Biologists sequencing the genome of the WO virus, which infects the bacterial parasite Wolbachia, have discovered that the phage carries DNA that produces black widow spider toxin: the first time an animal-like DNA has been found in such a virus.
Wow, black widow toxin on the move in a virus. Call central casting, we got ourselves a horror flick half written already.
“Discovering DNA related to the black widow spider toxin gene came as a total surprise because it is the first time that a phage — a virus that infects bacteria — has been found carrying animal-like DNA,” said Associate Professor of Biological Sciences Seth Bordenstein. He and Senior Research Specialist Sarah Bordenstein reported the results of their study in a paper titled “Eukaryotic association module in phage WO genomes from Wolbachia” published Oct. 11 in the journal Nature Communications.
Normally phages, like the WO phage that they studied, carry specialized genes that break open and defeat the defenses of the prokaryotic bacterial cells they target. But in this case, “the portion of DNA related to the black widow spider toxin gene is intact and widespread in the phage,” said Bordenstein. “There is also evidence that the phage makes insecticidal toxins, but we are not certain yet how these are utilized and administered.”
We can use the professional grade Stereotype Generator program for the Good Hats (dedicated scientists) and the Bad Hats (Mr. Big and his flunkies). Saves tons of time and the money is way better spent on SFX.
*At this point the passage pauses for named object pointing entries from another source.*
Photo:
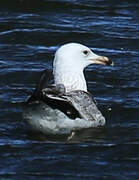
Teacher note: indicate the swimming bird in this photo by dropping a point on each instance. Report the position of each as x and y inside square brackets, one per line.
[66, 105]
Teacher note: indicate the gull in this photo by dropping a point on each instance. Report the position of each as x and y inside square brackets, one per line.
[66, 105]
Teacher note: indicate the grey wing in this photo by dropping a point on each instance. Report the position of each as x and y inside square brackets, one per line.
[86, 106]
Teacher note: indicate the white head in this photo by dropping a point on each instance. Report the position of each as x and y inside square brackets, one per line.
[69, 63]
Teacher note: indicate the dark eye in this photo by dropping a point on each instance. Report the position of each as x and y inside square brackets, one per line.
[85, 52]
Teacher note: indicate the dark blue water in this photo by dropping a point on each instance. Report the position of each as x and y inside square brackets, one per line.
[30, 33]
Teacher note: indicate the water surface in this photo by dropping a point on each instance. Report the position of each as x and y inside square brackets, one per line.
[30, 33]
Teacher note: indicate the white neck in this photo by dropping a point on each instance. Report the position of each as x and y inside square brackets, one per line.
[71, 79]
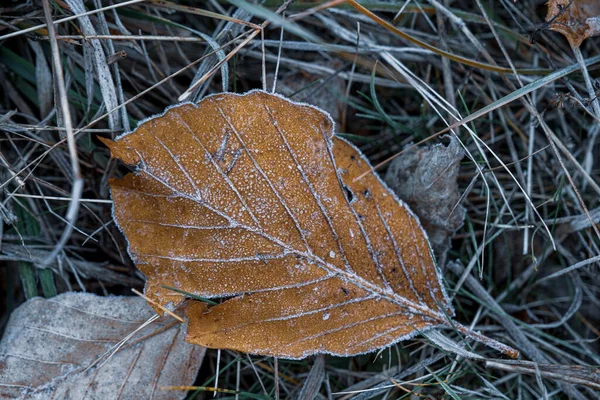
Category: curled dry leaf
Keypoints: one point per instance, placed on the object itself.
(577, 20)
(426, 178)
(59, 348)
(253, 197)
Several years ago, Bordenstein and his colleagues felt that they had answered the major scientific questions involving the phage, but they decided to sequence its genome for completeness sake. They had no idea that their analysis would produce information that provides fresh insights in virology and could possibly aid efforts to reduce or eradicate a number of diseases which have afflicted humans for millennia. Paper. (public access) – Sarah R. Bordenstein, Seth R. Bordenstein. Eukaryotic association module in phage WO genomes from Wolbachia. Nature Communications, 2016; 7: 13155 DOI: 10.1038/ncomms13155 More.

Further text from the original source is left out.